L’isolement et la culture des hVWFs primaires ont révélé que ces cellules pouvaient être cultivées en série pendant 16 à 18 passages, avec une sénescence augmentant progressivement. La coloration SA-β-gal a confirmé que le pourcentage de cellules sénescentes augmentait significativement à partir du passage sept, atteignant près de 100 % au passage 18. En revanche, les i-hVWFs ont montré un pourcentage de sénescence stable entre 12,8 % et 15,4 % à partir du passage 11, indiquant une immortalisation réussie.

La surexpression de hTERT dans les hVWFs a été confirmée par RT-qPCR et Western blot. L’expression de l’ARNm de hTERT était négative dans les hVWFs mais positive dans les i-hVWFs, avec des niveaux de protéines 18,36 fois plus élevés dans les i-hVWFs. La coloration par immunofluorescence a localisé la protéine hTERT dans le noyau cellulaire, conformément à son rôle dans le maintien des télomères.

Les tests de prolifération et de migration ont démontré que les i-hVWFs conservaient des caractéristiques fonctionnelles similaires aux hVWFs primaires. Au passage 5, aucune différence significative n’a été observée dans la prolifération ou la migration entre les hVWFs et les i-hVWFs. Cependant, au passage 11, les i-hVWFs ont montré des taux de prolifération et de migration significativement plus élevés que les hVWFs. Les passages continus des i-hVWFs jusqu’au passage 30 ont révélé des capacités de prolifération et de migration stables, indiquant la robustesse du processus d’immortalisation.

L’expression des gènes liés à la régulation de la MEC, y compris COL1A1, COL3A1, ELN, MMP2, MMP3, MMP9, TIMP1 et TIMP2, a été évaluée dans les i-hVWFs. La RT-qPCR et le Western blot ont confirmé une expression stable de ces gènes aux passages 5, 10, 20 et 30, indiquant que l’immortalisation par hTERT n’a pas altéré les attributs fonctionnels clés des hVWFs.

La stabilité chromosomique a été évaluée par analyse du caryotype chromosomique par bande G, qui a révélé un caryotype féminin normal dans les hVWFs et les i-hVWFs. Cette constatation souligne la stabilité génétique des cellules immortalisées, un facteur critique pour leur utilisation dans la recherche et les applications thérapeutiques.

Les tests de tumorigenèse in vivo ont été réalisés pour évaluer la sécurité des i-hVWFs. L’injection sous-cutanée des i-hVWFs chez des souris nues n’a pas entraîné de formation de tumeur, tandis que les injections de contrôle de cellules HeLa ont conduit au développement de tumeurs dans tous les cas. Cette absence de potentiel tumorigène soutient davantage la sécurité et l’adéquation des i-hVWFs pour les études futures.

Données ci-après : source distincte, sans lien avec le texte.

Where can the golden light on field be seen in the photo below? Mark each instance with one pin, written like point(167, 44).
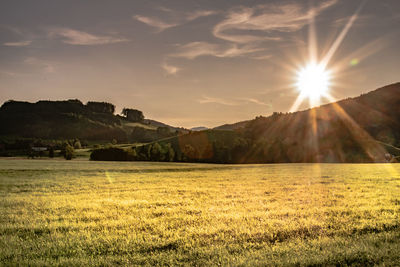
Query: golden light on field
point(313, 81)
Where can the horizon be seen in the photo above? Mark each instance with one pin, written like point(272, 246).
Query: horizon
point(188, 64)
point(116, 112)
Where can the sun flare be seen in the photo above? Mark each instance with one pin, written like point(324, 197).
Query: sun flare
point(313, 81)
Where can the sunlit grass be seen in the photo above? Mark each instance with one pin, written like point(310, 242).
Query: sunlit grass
point(96, 213)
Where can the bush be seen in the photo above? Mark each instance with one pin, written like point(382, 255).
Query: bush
point(68, 152)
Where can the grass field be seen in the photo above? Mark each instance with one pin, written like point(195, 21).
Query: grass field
point(132, 213)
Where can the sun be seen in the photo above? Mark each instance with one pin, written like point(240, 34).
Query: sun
point(313, 81)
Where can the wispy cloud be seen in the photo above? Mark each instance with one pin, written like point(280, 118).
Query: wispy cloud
point(169, 69)
point(75, 37)
point(18, 44)
point(208, 100)
point(155, 22)
point(196, 49)
point(173, 19)
point(232, 102)
point(361, 20)
point(44, 65)
point(261, 23)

Les résultats de l’étude mettent en évidence le potentiel de l’immortalisation médiée par hTERT pour surmonter les limitations associées aux hVWFs primaires. En prolongeant la durée de vie de ces cellules tout en maintenant leur stabilité fonctionnelle et génétique, les i-hVWFs fournissent un modèle précieux pour étudier le POP et développer de nouvelles stratégies thérapeutiques. La capacité à générer une lignée cellulaire cohérente et reproductible à partir de patientes atteintes de POP répond aux défis de l’hétérogénéité cellulaire et de la disponibilité limitée des échantillons chirurgicaux.

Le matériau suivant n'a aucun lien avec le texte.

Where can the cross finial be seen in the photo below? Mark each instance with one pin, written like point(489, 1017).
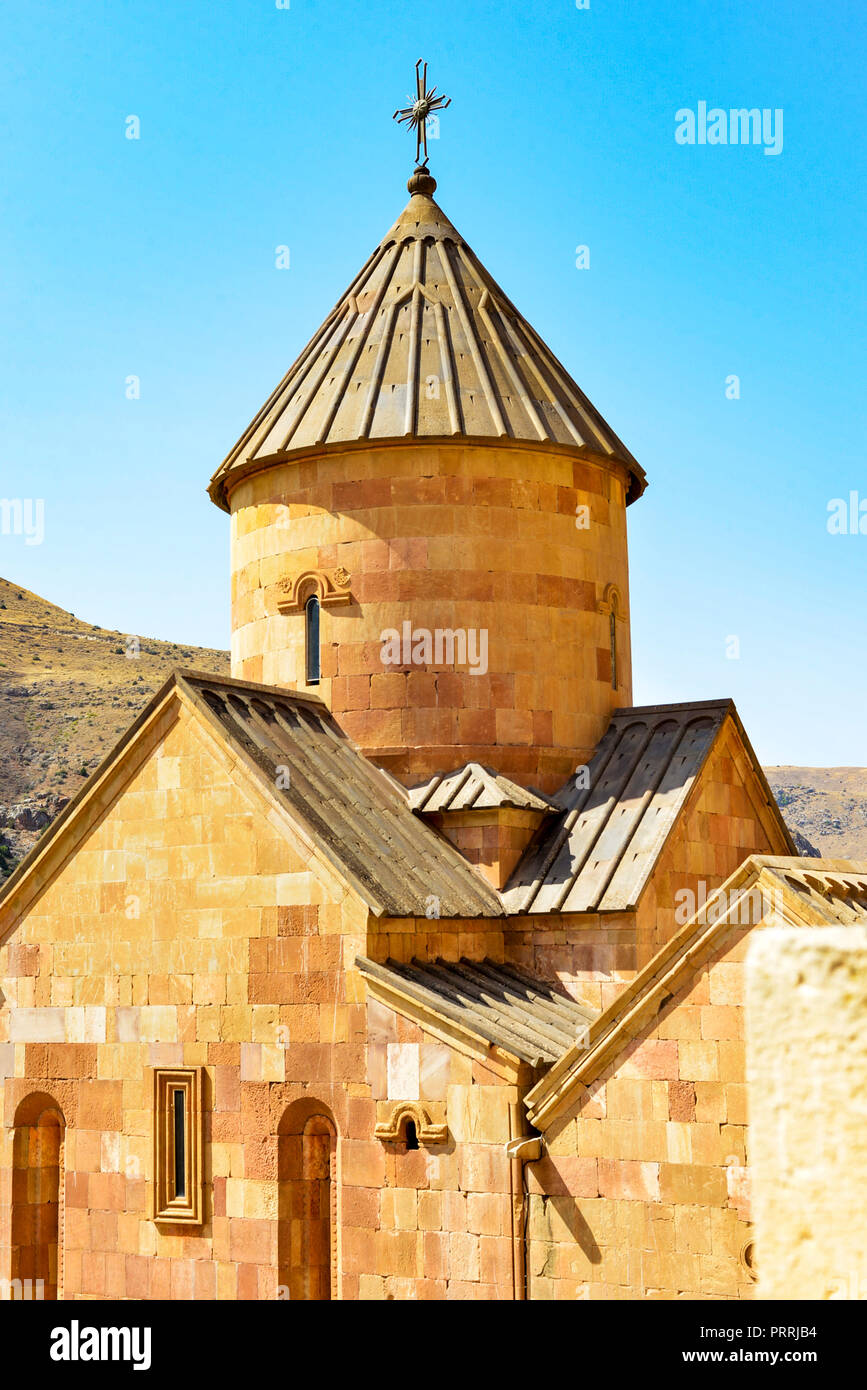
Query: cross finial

En conclusion, cette étude a réussi à immortaliser les hVWFs dérivés de patientes atteintes de POP par l’introduction de hTERT. Les cellules immortalisées ont montré une prolifération stable, une migration et une expression de gènes liés à la régulation de la MEC, ainsi qu’un caryotype chromosomique normal et une absence de potentiel tumorigène. Ces caractéristiques font des i-hVWFs un outil prometteur pour faire avancer la recherche sur le POP et explorer de nouvelles options de traitement. Le développement de cette lignée cellulaire immortalisée représente une avancée significative dans la compréhension de la pathophysiologie du POP et l’amélioration des résultats pour les patients.